Refrenó sus pensamientos, diciéndose severamente que se estaba portando como una tonta. Era imposible que pudiese evitar todas las ciudades y todos los pueblos en su viaje hacia el sur; necesitaba mezclarse con la gente si quería oír algún rumor sobre Tarod o alguna pista sobre su paradero. Además, se recordó que Keridil Toln buscaba a una muchacha de cabellos largos y de un rubio pálido, cabalgando un buen caballo gris. Una vaquera de cabello castaño que conducía dos poneys ariscos no merecería más que una breve mirada.

Esta idea le dio valor; pero, a pesar de ella, sintió que le flaqueaban las piernas cuando abrió la puerta desvencijada de Los Dos Cestos y penetró en la posada.
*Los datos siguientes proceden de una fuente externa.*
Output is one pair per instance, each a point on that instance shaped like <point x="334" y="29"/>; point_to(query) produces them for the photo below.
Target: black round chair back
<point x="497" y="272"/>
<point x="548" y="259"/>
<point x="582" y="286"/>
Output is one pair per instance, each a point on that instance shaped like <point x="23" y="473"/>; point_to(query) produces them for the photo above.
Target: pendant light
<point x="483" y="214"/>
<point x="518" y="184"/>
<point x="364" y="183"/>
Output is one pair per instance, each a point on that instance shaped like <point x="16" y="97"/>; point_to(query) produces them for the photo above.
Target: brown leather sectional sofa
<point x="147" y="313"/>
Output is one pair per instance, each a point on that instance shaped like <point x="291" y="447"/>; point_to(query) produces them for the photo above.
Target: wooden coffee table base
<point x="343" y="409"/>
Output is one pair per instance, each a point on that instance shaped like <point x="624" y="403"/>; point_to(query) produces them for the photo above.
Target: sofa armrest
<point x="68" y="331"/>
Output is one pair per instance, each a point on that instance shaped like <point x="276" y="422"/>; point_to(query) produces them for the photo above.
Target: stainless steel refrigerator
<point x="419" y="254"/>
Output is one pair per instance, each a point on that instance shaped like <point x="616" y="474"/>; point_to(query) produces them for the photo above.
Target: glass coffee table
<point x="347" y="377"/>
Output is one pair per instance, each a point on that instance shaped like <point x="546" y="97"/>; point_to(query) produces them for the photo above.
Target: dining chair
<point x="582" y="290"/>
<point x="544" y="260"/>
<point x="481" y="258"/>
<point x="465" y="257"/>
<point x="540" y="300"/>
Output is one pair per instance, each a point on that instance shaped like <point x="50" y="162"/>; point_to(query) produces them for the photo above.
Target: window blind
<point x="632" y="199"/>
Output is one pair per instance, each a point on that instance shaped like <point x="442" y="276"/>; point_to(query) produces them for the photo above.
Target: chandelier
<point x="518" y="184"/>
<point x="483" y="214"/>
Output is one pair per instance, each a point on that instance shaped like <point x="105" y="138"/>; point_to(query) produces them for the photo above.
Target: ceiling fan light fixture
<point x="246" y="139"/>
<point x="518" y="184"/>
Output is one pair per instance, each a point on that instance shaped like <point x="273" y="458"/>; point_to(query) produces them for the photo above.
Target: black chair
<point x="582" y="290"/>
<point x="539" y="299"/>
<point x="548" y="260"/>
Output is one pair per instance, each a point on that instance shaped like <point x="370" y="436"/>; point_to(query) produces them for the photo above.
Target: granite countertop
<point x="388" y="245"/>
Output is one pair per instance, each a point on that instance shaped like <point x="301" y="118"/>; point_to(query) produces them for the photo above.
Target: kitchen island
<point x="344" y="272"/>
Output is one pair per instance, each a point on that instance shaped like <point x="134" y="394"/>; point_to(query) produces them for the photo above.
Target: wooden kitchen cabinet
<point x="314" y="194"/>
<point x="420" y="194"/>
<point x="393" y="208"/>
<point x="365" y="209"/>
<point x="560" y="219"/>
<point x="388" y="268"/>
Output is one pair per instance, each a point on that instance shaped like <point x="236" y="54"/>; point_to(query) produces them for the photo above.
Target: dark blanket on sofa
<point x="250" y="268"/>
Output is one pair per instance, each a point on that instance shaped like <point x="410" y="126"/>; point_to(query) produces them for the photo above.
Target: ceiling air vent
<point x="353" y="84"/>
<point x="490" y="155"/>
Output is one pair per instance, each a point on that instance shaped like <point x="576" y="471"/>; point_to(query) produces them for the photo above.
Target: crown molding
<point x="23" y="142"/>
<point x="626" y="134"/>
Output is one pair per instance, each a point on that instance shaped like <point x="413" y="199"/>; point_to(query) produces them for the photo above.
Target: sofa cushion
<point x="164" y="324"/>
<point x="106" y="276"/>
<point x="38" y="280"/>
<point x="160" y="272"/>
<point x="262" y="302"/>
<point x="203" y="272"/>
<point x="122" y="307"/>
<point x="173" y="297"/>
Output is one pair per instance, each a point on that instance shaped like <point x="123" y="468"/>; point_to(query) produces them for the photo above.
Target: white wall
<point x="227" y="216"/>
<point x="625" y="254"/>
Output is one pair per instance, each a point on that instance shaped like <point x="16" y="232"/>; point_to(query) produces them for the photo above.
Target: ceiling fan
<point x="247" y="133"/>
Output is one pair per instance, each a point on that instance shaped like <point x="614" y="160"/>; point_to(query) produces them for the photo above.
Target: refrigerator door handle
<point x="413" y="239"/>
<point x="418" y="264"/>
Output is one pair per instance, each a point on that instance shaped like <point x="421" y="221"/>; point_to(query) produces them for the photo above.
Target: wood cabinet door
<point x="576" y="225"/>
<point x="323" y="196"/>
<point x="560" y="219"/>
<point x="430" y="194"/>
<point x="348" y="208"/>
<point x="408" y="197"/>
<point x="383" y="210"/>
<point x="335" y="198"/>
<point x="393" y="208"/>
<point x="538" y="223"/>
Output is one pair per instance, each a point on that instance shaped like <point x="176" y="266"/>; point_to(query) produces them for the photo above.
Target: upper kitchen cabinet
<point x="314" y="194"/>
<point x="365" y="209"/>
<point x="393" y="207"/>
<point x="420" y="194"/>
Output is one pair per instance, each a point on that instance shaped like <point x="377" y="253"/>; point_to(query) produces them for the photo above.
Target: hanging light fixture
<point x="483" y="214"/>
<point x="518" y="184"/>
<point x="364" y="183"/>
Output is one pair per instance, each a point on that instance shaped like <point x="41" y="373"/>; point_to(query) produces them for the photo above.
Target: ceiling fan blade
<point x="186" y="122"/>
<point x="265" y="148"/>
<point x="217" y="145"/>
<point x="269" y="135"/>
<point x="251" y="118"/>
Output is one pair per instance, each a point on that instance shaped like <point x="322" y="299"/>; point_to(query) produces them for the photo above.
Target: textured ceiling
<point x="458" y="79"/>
El local destinado a taberna estaba vacío, salvo por el muchacho desgalichado encargado de servir las bebidas y que la miró al entrar.

El chico vio una muchacha vulgar con pantalones de hombre, chaqueta de cuero y botas de montar, y con los cabellos de color castaño rojizo recogidos en un moño sobre la nuca. Ella le sonrió con indecisión y él correspondió a su sonrisa.

—Buenas tardes.

Cyllan recorrió la habitación con la mirada, y captó el fuego lento y las mesas vacías. Flotaba en el aire un olor a comida, por fortuna más agradable que el que se percibía en el exterior. Se acercó al mostrador y dijo:

—Tomaré una jarra de cerveza de hierbas, un plato de carne y pan, si es que tienes.

El mozo asintió con la cabeza.

—Tenemos todo el que quieras. Esto se llenará cuando termine la reunión en la plaza. —Seguía mirándola y ella empezó a sentir que se le ponía la piel de gallina, pero se dio cuenta de que su escrutinio era más de esperanza que de sospecha. El chico sonrió de nuevo—. También tenemos raíces picantes; recién cosechadas. Puedo servirte un plato para acompañar la carne.

—Sí, gracias.

Él salió apresuradamente de detrás del mostrador para conducirle a una mesa cerca del fuego; pero entonces, al recordar las constantes exhortaciones de su amo, su semblante se nubló.

—¿Tienes dinero? —preguntó—. El posadero dice que no puedo servir a nadie sin cobrar por anticipado. Es un cuarto de gravin.

Cyllan hurgó en su bolsa y sacó una moneda. El muchacho la tomó, la mordió y asintió satisfecho con la cabeza.

—Iré a buscar la comida.

Mientras el mozo se alejaba a grandes zancadas, Cyllan apoyó la cabeza en la tosca pared y cerró los ojos, dejando que el débil calor del fuego penetrase en su cuerpo. Hasta el momento, todo iba bien; podía descansar un rato y mitigar su hambre. Y, por ahora, el nuevo disfraz le serviría.